In the process of making OpenAFS work on Tiger (which isn't done yet, sadly) there's been a good bit of interface cleanup. It's not all mine; My coworker Chaskiel has done a good bit of it. But I've gone back over some of his work and made it more abstract rather than just an added set of ifdefs throughout the code. Too many previous ports (most prior to OpenAFS) have been slapdash, and it needs to stop. So, in some cases we have new macroized interfaces which look like some of the stuff in the 10.4 kernel, and in some cases I only redefined 10.3 and earlier stuff to look like 10.4 (network structures) or 10.4 to look like 10.3 and nearly every other Unix system (vnode attributes).
Now, all this good work aside, it remains to be seen that we can make it all work. I think we can but there have been several gotchas so far.
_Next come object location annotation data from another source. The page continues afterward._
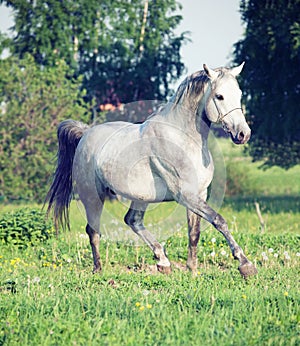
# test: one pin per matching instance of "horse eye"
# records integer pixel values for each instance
(219, 97)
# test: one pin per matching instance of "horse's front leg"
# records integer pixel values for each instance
(246, 268)
(135, 219)
(202, 209)
(193, 221)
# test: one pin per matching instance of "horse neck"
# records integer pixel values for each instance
(189, 116)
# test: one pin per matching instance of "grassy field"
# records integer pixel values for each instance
(48, 295)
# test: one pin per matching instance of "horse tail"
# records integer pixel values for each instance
(59, 196)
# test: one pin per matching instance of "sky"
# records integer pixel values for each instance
(214, 26)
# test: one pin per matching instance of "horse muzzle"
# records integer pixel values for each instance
(241, 137)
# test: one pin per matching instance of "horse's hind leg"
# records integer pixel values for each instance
(134, 218)
(93, 213)
(194, 235)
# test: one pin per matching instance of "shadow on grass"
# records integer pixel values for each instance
(271, 204)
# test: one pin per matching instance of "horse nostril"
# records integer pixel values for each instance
(241, 136)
I'm uncertain how it was decided which functions would be private, but some of the choices seem... interesting.
In mostly unrelated news, I want to give a talk on "how to hurt yourself with AFS" at AFS Best Practices 2005. This is sort of a joke, and assuming I have time to fill it in, will be "here are the ways you should not use AFS."
Anyway, shortly I will drop Cyrus SASL 2.1.21 on the world, and I spent the week training a cow orker, so I guess it wasn't a total loss.